Prolog.

3.3K 152 9
                                    

Suara derik pintu geser terdengar bersamaan dengan kedatangan wanita paruh baya bermata sayu. Kuangkat tubuhku dari bangku seraya menghampiri Nyoya Kim - wanita berusia kepala enam yang sudah kuanggap sebagai ibu kandungku sendiri.

"Pulanglah, ibu akan menjaganya malam ini," ucapnya tanpa basa - basi begitu aku bangkit dari bangku. Ia mencoba menyunggingkan senyum meski lejar terlihat jelas di wajahnya yang pasi.

Kuhelakan nafas berat. Rasanya sungkan meninggalkan ruangan ini meski tak bisa kupungkiri jika aku telah lelah meski yang kulakukan sejak enam jam lalu hanya duduk tanpa juntrungan. Kutimbang permintaan Nyonya Kim sejenak sambil melirik pada tubuh kurus yang terkulai di atas tempat tidur berbalut piyama rumah sakit.

Kuanggukan kepalaku pada Nyonya Kim setelah memastikan wanita paruh baya itu akan baik - baik saja menemani seorang pasien di ruang rawat ini seorang diri.

"Joong Ki-ya," panggilnya lagi, selangkah sebelum aku menjejak batas pintu, keluar dari ruangan rawat bernomor 22 ini.

Lalu, aku menoleh kembali.

Nyonya Kim membuang nafas beratnya terlebih dahulu sebelum berkata; "Tolong pertimbangkan kembali ucapan kami,"
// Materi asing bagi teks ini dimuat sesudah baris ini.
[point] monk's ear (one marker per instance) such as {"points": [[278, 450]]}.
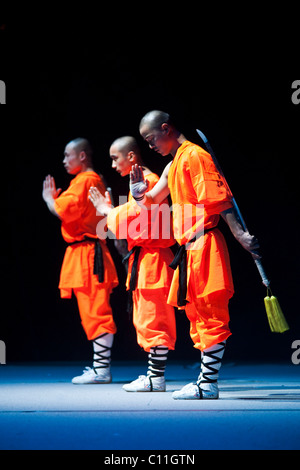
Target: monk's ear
{"points": [[165, 128], [82, 156], [130, 156]]}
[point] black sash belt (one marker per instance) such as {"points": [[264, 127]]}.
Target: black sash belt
{"points": [[98, 257], [180, 259], [133, 275]]}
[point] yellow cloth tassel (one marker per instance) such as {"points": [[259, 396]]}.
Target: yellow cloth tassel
{"points": [[275, 316]]}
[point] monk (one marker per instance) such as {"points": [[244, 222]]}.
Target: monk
{"points": [[149, 236], [202, 283], [88, 269]]}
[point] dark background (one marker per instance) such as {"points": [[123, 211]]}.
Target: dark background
{"points": [[98, 84]]}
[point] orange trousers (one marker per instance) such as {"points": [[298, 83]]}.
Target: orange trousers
{"points": [[153, 318], [95, 310], [209, 317]]}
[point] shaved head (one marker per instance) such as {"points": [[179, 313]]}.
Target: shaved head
{"points": [[82, 145], [126, 144], [155, 119]]}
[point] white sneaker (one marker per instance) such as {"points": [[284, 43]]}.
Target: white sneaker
{"points": [[146, 384], [89, 376], [193, 392]]}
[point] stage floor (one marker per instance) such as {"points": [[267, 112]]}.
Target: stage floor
{"points": [[259, 408]]}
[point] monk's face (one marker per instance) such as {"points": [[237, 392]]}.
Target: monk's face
{"points": [[158, 139], [121, 161], [72, 160]]}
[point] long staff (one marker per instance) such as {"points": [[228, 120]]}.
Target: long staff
{"points": [[275, 316]]}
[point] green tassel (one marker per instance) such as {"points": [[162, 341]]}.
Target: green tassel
{"points": [[277, 322]]}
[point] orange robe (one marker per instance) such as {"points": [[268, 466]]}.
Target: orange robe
{"points": [[153, 318], [79, 220], [198, 196]]}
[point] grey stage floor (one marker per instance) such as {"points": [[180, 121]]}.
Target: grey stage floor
{"points": [[259, 408]]}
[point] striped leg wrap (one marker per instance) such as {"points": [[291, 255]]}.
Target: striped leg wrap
{"points": [[211, 362], [157, 361], [102, 351]]}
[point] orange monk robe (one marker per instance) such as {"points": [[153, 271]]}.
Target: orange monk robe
{"points": [[79, 220], [197, 189], [153, 318]]}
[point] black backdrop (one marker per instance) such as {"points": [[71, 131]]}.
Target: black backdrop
{"points": [[99, 87]]}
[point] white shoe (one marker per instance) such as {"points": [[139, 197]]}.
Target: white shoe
{"points": [[89, 376], [194, 392], [146, 384]]}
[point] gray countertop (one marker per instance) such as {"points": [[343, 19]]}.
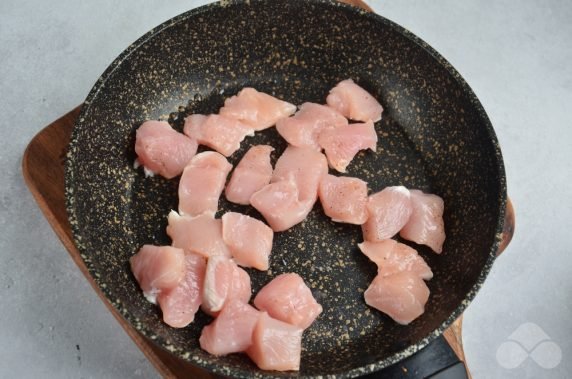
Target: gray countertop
{"points": [[515, 55]]}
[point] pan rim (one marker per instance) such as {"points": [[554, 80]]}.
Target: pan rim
{"points": [[375, 366]]}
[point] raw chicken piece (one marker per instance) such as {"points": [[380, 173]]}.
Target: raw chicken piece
{"points": [[249, 240], [224, 281], [425, 226], [344, 199], [158, 269], [202, 183], [200, 234], [287, 298], [231, 331], [276, 345], [223, 134], [256, 109], [278, 203], [392, 257], [401, 296], [180, 304], [253, 172], [303, 128], [354, 102], [389, 211], [342, 144], [305, 167], [162, 150]]}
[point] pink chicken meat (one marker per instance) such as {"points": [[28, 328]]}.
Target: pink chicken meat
{"points": [[287, 298], [354, 102], [344, 199], [200, 234], [248, 239], [180, 304], [224, 281], [305, 167], [276, 345], [232, 330], [158, 269], [162, 150], [253, 172], [389, 211], [256, 109], [402, 296], [279, 205], [392, 257], [425, 226], [342, 144], [293, 190], [305, 126], [202, 183], [223, 134]]}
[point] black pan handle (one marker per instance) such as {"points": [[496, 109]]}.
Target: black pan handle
{"points": [[435, 361]]}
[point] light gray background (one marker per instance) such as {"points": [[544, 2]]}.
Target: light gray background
{"points": [[516, 56]]}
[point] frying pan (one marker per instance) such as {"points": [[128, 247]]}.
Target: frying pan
{"points": [[434, 136]]}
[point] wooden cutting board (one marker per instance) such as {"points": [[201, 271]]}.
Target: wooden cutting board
{"points": [[43, 169]]}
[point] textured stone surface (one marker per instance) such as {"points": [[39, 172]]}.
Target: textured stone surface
{"points": [[514, 59]]}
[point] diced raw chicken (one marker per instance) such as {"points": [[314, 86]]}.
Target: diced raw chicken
{"points": [[392, 257], [303, 128], [223, 134], [342, 144], [249, 240], [287, 298], [305, 167], [425, 226], [256, 109], [401, 296], [202, 183], [200, 234], [344, 199], [276, 345], [389, 211], [180, 304], [354, 102], [253, 172], [158, 269], [162, 150], [231, 331], [279, 205], [224, 281]]}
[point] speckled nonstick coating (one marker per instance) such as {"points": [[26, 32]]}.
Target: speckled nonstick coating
{"points": [[434, 135]]}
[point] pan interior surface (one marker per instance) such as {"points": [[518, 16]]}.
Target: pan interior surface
{"points": [[434, 136]]}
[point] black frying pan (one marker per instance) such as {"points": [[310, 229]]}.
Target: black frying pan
{"points": [[434, 135]]}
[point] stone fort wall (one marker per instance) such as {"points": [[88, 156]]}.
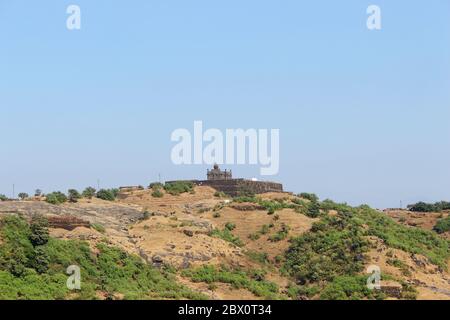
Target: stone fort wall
{"points": [[235, 187]]}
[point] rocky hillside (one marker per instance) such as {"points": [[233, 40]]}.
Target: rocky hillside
{"points": [[200, 244]]}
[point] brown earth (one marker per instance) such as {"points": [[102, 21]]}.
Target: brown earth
{"points": [[176, 231], [424, 220]]}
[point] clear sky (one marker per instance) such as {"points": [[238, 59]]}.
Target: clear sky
{"points": [[363, 115]]}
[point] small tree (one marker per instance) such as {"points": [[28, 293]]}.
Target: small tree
{"points": [[106, 194], [41, 260], [309, 196], [39, 230], [313, 210], [56, 198], [89, 192], [74, 195], [23, 195]]}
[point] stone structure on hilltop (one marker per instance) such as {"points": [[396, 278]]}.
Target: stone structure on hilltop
{"points": [[217, 174], [223, 181]]}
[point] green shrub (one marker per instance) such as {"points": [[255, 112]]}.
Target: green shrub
{"points": [[179, 187], [313, 209], [280, 235], [107, 194], [261, 257], [335, 246], [350, 288], [40, 261], [98, 227], [23, 195], [89, 193], [236, 278], [39, 230], [220, 194], [56, 197], [226, 235], [309, 196], [230, 226], [442, 226], [157, 193], [156, 185], [40, 272], [73, 195]]}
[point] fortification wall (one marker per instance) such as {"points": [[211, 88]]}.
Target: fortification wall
{"points": [[235, 187]]}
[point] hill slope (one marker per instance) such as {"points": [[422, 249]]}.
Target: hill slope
{"points": [[193, 245]]}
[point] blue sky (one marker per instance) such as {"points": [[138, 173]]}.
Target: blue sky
{"points": [[363, 115]]}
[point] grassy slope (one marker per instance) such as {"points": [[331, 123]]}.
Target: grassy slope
{"points": [[110, 271]]}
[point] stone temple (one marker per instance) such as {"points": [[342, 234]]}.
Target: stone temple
{"points": [[223, 181], [217, 174]]}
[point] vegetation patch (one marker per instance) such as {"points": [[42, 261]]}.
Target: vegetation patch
{"points": [[29, 270], [226, 235], [443, 225], [179, 187], [429, 207], [253, 280]]}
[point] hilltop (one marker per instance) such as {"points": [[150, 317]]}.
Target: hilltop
{"points": [[195, 242]]}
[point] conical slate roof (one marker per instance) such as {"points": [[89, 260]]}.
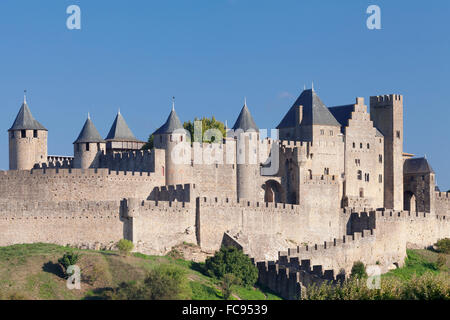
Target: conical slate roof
{"points": [[245, 121], [25, 120], [314, 112], [120, 131], [172, 123], [89, 133], [417, 165]]}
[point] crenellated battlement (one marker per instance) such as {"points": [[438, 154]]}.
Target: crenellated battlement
{"points": [[243, 203]]}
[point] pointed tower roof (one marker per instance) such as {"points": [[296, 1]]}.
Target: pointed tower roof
{"points": [[120, 131], [172, 123], [417, 165], [245, 120], [314, 112], [89, 133], [25, 120]]}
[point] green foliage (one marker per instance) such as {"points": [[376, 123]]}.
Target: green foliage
{"points": [[441, 262], [426, 287], [228, 282], [166, 282], [233, 261], [207, 124], [125, 246], [443, 245], [359, 270], [68, 259]]}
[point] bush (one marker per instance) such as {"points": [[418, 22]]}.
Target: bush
{"points": [[441, 262], [358, 270], [125, 246], [234, 261], [228, 281], [426, 287], [165, 282], [68, 259], [443, 245]]}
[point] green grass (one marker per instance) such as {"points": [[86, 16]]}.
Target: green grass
{"points": [[31, 271], [417, 262]]}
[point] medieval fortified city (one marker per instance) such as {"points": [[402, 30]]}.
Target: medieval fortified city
{"points": [[213, 159], [332, 188]]}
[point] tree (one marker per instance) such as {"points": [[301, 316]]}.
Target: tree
{"points": [[189, 126], [358, 270], [207, 124], [234, 261], [125, 246]]}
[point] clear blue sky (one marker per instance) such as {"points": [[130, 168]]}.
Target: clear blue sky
{"points": [[209, 54]]}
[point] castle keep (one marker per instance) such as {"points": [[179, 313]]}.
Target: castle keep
{"points": [[333, 188]]}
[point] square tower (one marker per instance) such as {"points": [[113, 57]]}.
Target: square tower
{"points": [[386, 112]]}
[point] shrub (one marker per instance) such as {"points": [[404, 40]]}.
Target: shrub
{"points": [[68, 259], [358, 270], [228, 281], [234, 261], [125, 246], [165, 282], [441, 262], [426, 287], [443, 245]]}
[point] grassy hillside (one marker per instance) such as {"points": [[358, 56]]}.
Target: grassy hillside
{"points": [[31, 271]]}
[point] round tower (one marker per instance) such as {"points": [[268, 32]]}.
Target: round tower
{"points": [[88, 147], [27, 141], [171, 137], [247, 155]]}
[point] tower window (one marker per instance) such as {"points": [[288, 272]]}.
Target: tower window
{"points": [[359, 175]]}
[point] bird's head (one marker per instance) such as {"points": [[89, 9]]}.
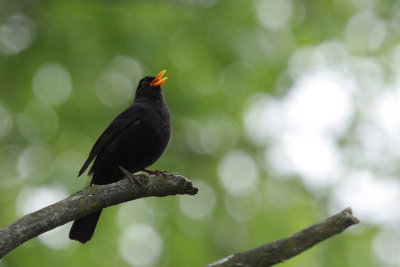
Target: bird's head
{"points": [[151, 86]]}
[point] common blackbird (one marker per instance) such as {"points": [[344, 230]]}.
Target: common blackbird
{"points": [[132, 142]]}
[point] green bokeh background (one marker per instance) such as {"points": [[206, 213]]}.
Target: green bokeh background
{"points": [[218, 55]]}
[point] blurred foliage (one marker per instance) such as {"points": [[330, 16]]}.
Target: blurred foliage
{"points": [[67, 68]]}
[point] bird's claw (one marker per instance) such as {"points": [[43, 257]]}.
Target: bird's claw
{"points": [[132, 178]]}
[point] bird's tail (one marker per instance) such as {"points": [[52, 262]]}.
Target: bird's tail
{"points": [[82, 229]]}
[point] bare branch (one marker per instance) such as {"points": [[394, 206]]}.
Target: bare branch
{"points": [[92, 199], [291, 246]]}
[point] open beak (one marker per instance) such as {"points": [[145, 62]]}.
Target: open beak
{"points": [[159, 80]]}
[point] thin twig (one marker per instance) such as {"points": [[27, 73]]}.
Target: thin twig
{"points": [[291, 246]]}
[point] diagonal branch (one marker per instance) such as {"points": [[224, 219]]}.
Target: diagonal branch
{"points": [[291, 246], [92, 199]]}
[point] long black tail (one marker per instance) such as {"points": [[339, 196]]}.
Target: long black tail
{"points": [[82, 229]]}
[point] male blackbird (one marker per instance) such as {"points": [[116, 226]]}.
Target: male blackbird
{"points": [[132, 142]]}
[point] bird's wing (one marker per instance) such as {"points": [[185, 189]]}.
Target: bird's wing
{"points": [[122, 121]]}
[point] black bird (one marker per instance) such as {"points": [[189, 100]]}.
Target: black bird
{"points": [[132, 142]]}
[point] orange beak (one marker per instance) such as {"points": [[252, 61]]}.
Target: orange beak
{"points": [[157, 80]]}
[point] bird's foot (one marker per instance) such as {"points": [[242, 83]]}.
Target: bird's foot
{"points": [[157, 172], [132, 178]]}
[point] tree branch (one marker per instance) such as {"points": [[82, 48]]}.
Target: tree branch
{"points": [[92, 199], [284, 249]]}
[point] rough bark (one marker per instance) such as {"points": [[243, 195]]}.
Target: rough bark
{"points": [[284, 249], [92, 199]]}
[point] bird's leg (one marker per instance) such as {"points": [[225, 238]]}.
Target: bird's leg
{"points": [[130, 176], [157, 172]]}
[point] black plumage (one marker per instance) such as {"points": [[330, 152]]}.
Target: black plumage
{"points": [[133, 141]]}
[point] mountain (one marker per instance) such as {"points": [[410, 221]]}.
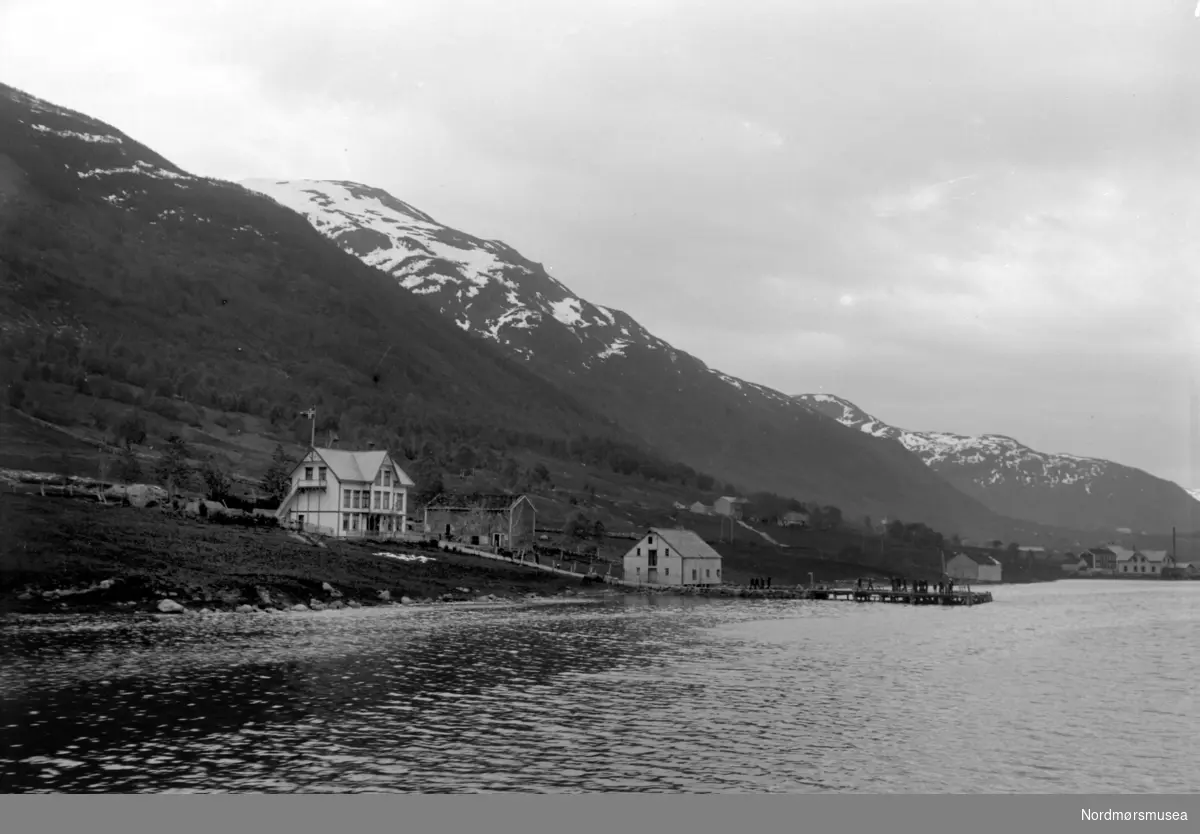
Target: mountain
{"points": [[130, 285], [1021, 483], [742, 432]]}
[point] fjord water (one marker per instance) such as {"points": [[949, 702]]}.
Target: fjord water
{"points": [[1071, 687]]}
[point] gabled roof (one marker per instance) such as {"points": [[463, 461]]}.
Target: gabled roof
{"points": [[981, 559], [475, 501], [359, 466], [685, 543]]}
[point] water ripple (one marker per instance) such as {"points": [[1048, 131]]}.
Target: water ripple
{"points": [[1066, 688]]}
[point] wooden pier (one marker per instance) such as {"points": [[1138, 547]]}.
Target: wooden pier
{"points": [[904, 597]]}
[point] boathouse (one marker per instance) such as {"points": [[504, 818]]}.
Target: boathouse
{"points": [[672, 557], [347, 495], [499, 521], [975, 568]]}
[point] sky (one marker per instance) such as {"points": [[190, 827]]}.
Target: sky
{"points": [[961, 216]]}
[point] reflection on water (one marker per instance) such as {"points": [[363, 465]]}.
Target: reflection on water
{"points": [[1077, 687]]}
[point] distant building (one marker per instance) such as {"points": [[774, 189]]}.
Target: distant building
{"points": [[1098, 561], [1145, 563], [495, 521], [977, 568], [347, 495], [729, 507], [672, 557], [796, 519]]}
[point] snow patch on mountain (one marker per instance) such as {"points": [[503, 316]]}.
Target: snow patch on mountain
{"points": [[993, 459]]}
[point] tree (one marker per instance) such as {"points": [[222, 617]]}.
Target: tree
{"points": [[173, 467], [277, 480], [127, 469], [132, 430], [577, 526], [216, 481]]}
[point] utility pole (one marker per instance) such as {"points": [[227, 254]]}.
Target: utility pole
{"points": [[312, 415]]}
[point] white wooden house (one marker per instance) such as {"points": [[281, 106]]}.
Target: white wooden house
{"points": [[1144, 563], [977, 568], [672, 557], [729, 505], [348, 495]]}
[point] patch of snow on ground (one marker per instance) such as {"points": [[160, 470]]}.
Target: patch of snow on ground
{"points": [[567, 311], [139, 167], [407, 557], [97, 138], [615, 349]]}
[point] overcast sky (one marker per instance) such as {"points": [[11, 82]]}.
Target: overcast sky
{"points": [[963, 216]]}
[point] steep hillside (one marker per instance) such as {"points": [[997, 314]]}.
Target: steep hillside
{"points": [[130, 285], [742, 432], [1018, 481]]}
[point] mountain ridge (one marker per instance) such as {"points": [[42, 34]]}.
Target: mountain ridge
{"points": [[743, 432], [1017, 480]]}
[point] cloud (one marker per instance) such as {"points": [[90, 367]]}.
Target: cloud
{"points": [[1005, 198]]}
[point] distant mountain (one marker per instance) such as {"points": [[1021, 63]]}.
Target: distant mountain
{"points": [[742, 432], [127, 283], [1021, 483]]}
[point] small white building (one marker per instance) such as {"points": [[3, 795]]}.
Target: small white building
{"points": [[977, 568], [729, 507], [1144, 563], [672, 557], [795, 519], [348, 495]]}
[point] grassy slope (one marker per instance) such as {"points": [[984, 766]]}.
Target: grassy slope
{"points": [[58, 543]]}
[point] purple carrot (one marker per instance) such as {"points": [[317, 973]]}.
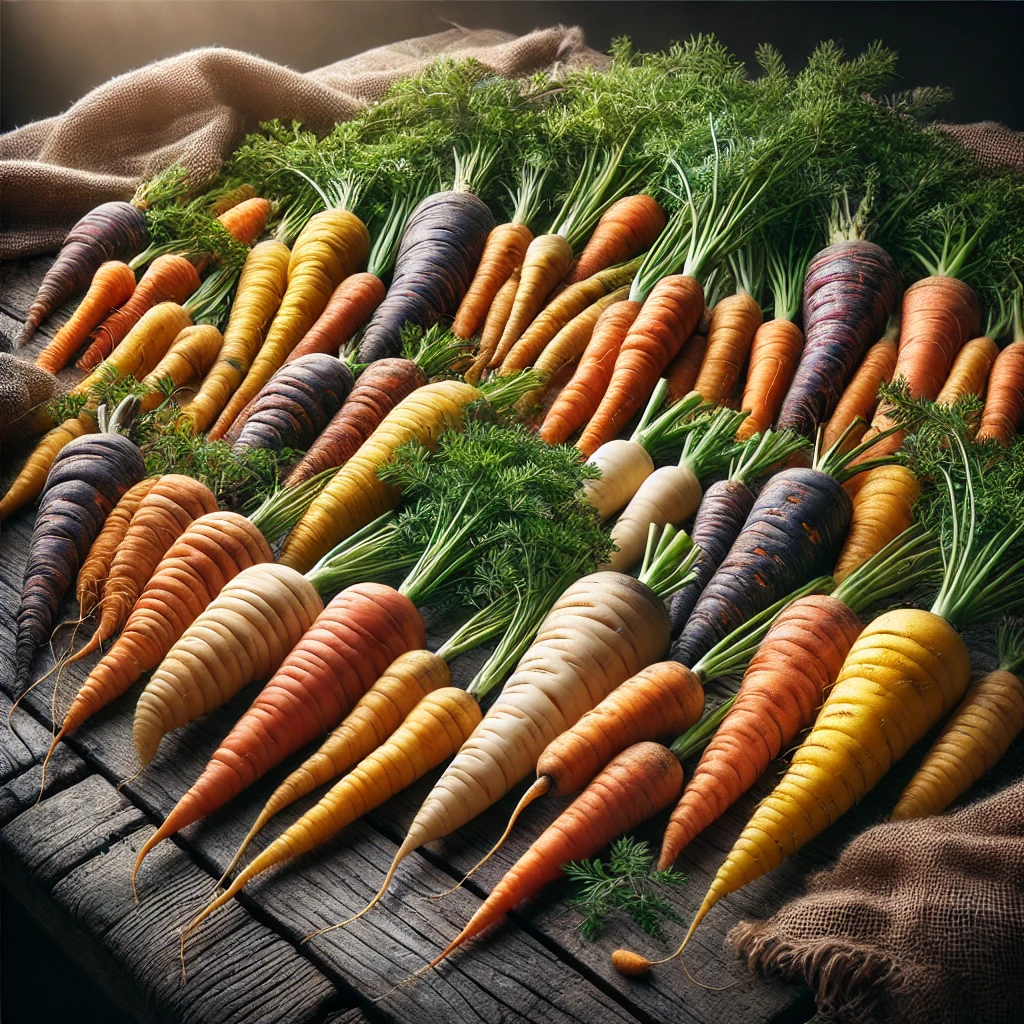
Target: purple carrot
{"points": [[850, 291]]}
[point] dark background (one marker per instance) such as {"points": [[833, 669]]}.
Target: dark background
{"points": [[51, 52]]}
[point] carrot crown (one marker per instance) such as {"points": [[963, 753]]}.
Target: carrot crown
{"points": [[1011, 645], [909, 560]]}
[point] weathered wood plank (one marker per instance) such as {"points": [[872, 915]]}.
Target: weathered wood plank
{"points": [[74, 853]]}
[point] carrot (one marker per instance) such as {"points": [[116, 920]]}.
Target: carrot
{"points": [[502, 255], [144, 345], [92, 576], [190, 355], [793, 532], [970, 371], [244, 634], [1001, 416], [32, 478], [210, 553], [629, 226], [374, 718], [296, 404], [682, 371], [261, 286], [168, 279], [333, 245], [110, 231], [440, 249], [672, 494], [430, 733], [163, 515], [352, 641], [664, 323], [549, 257], [610, 626], [883, 508], [978, 733], [112, 285], [861, 395], [790, 675], [356, 496], [635, 785], [87, 478], [723, 510], [906, 671], [578, 401], [560, 310], [494, 327], [569, 343]]}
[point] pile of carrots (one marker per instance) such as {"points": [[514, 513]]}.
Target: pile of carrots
{"points": [[828, 415]]}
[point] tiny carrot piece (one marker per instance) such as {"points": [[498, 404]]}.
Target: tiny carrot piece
{"points": [[1001, 416], [112, 286], [730, 333], [168, 279], [578, 401]]}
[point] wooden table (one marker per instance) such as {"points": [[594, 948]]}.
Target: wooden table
{"points": [[68, 858]]}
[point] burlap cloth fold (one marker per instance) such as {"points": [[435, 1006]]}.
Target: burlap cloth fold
{"points": [[195, 108]]}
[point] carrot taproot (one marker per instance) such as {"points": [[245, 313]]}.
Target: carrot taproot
{"points": [[297, 402], [87, 478], [851, 289], [429, 734], [190, 355], [629, 226], [560, 310], [163, 515], [112, 286], [734, 321], [355, 495], [970, 371], [31, 479], [578, 401], [494, 326], [168, 279], [682, 372], [978, 733], [210, 553], [883, 508], [663, 324], [144, 345], [333, 245], [634, 786], [261, 286], [92, 576], [1001, 416], [244, 634], [861, 395], [336, 662], [110, 231], [374, 718]]}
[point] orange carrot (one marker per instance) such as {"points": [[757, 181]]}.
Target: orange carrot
{"points": [[629, 226], [970, 371], [664, 323], [733, 324], [861, 395], [168, 279], [112, 286], [1001, 416], [578, 401], [634, 786], [682, 371]]}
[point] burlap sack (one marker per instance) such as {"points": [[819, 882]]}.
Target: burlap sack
{"points": [[918, 922], [195, 109]]}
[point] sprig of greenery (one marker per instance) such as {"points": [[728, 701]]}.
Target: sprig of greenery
{"points": [[629, 885]]}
Aku tercekat. Suara Nyonya Kim terdengar parau. Ia kehilangan keberanian untuk menatapku.

Kujawab kalimatnya dengan decak terang - terangan. "Aku memang lelah, benar - benar lelah. Aku menjadi kuat karena Ibu dan Ayah menunjukan padaku jika menggantungkan segalanya pada Tuhan adalah hal terbaik yang bisa kita lakukan sat ini. Ibu sendiri yang mengatakan padaku jika Ibu mempercayai keajaiban. Ibu dan Ayah adalah orang tua paling tegar dan paling kuat yang pernah kutemui. Lalu mengapa ibu dan ayah mendadak bertingkah seperti ini? Apa karena Dokter Jo mengatakan sudah tak ada lagi harapan bagi Hyo Joo untuk hidup?" cecarku, tanpa sadar meninggikan suaraku pada calon ibu mertuaku.

Kubuang pandangku ketika menyadari mata Nyonya Kim mulai berkaca.

"Jika Ibu dan Ayah ingin menyerah, menyerahlah. Biarkan aku tetap berharap. Biarkan aku tetap disini bersama Hyo Joo sampai ia sendiri memutuskan untuk tetap tinggal atau -" kalimatku menggantung, sesuatu mendadak mencekik leherku, "-untuk pergi."

.

Sudah lewat tiga puluh menit dari pukul dua belas malam. Lobby rumah sakit yang kusinggahi sejak satu jam lalu telah senyap. Hanya ada beberapa orang yang kuduga menunggu pasien sepertiku, seorang suster penjaga yang tengah terkantuk - kantuk di balik meja informasi dan seorang petugas kebersihan yang baru saja merapihkan perkakas bersih - bersihnya di bawah tangga.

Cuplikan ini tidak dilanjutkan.